Secrets to Successful ADC Development
Antibody-drug conjugates (ADCs) are an emerging class of medicines designed for high-specificity targeted delivery of therapeutic drugs. The main research area in oncology but ADCs are expanding beyond oncology into a wide range of indications where there is benefit in targeting delivery of a therapeutic agent to avoid unwanted off-target adverse effects. An ADC consists of three elements, the targeting component (typically a full-length antibody), a chemical linker to covalently bind the antibody to the third element with is the payload which has the therapeutic activity (typically a small molecule). The typical mechanism of action is for the antibody to recognise a target antigen specifically expressed on the target cell type and to localise the therapeutic payload to this cell type where it is internalised or released. The targeting can be tailored to be highly specific for the target cell only or to allow a bystander effect where cells in close proximity are also targeted. Selection of the antibody, the chemical linking method are the therapeutic payload are essential to the success of the ADC.
Historically ADCs have been based on existing monoclonal antibodies which were conjugated to extend their patent life or to try to resurrect failed antibody candidates which would selectively bind the target antigen but failed to elicit a significant therapeutic activity in clinical trials. This lead to some successes with Kadcyla which built on the success of Herceptin and Adcetris which took an existing antibody which failed to show any activity in Hogkin’s lymphoma but when conjugated with a potent cytotoxic generated significant success. This triggered an explosion of interest in the field and many other existing antibodies were selected for evaluation with platform drug technologies using the payloads from Kadcyla (maytansine) and Adcetris (Auristatin).
This approach looked to be very successful as early in vitro and in vivo data were outstanding and very few ADCs failed at early stages. Phase I data also continued the trend with very positive results which created further interest in the field. This lead to a rush of new entrants to the field with very few suppliers of ADC services. At this stage the ADC market had some big risks as the maturity of the ADC knowledge, understanding and experience was lagging far behind the excitement that had been generated. Over the last few years its becoming clear that some of the assumptions made were wrong and that has contributed to the higher attrition rate observed recently with some notable failures in the ADC space. There are three broad generations of ADC technology to date, the first used the existing antibody and platform payload model as already described, the second generation used the same payload platform but with antibodies designed to be conjugation (site specific conjugation) and the third uses specifically designed antibodies, linkers and payload. The first generation projects have shown a high rate of failure and are declining in most cases but there are still a few interesting candidates in late clinical stages. The second generation has not fared much better than the first and wasn’t a significant breakthrough, but the third generation shows more promise and is triggering more excitement again. While the third generation technology offers good promise for success, it also offers more challenges to adopt. Linkers and payloads are increasingly becoming specific to an individual project and that means that payloads that the payload production must be considered at the earliest stage of the project as there is no existing supply chain available. This means that projects will often be working with very small amounts of payload material at lower purity.

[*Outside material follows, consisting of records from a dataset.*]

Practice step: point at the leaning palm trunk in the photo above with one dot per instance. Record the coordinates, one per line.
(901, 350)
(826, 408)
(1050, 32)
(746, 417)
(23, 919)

It also means that generic analytical methods and processing steps are becoming less useful so development programs may be longer and more expensive. These new payloads may also come with more complex analysis, particularly around potency where existing cytotoxic cell killing assays traditionally used are not suitable.
Piramal is leading provider of ADC services and is well placed to see the challenges and issues in getting into this space. The main issue coming now is the increasing complexity observed in the projects. ADCs were already complex as they required the skills or both large molecule and small molecule development but they were some shortcuts by using the platform payload approaches. This option largely doesn’t exist now and all elements require development which complicates the supply chain and development significantly. We regularly help clients to navigate this space, often helping to consult and guide client through a highly complex development space where small errors can delay projects and consume budgets very rapidly. Piramal is aware of the budget and material constraints that restrain many clients programs and has the experience and skill to de-risk these critical steps as no other CMO can match Piramal’s 14 year track record in developing and commercialising ADCs. Piramal can also provide payload, conjugation, sterile fill and clinical trial distribution support to fully integrate these steps. Piramal can cover a wide range of payload types including the traditional cytotoxic payloads but also the new generation payloads through its North American sites in Toronto and Detroit, clinical and commercial conjugation activities in Grangemouth, Scotland and clinical and commercial sterile fill in Lexington, Kentucky. Integration of services is now a basic requirement for successful ADC development as the complexity of each step requires not just knowledge and experience but also significant co-ordination of the activities which is a huge burden on a developer to manage relationships between separate companies either individually or through informal alliances.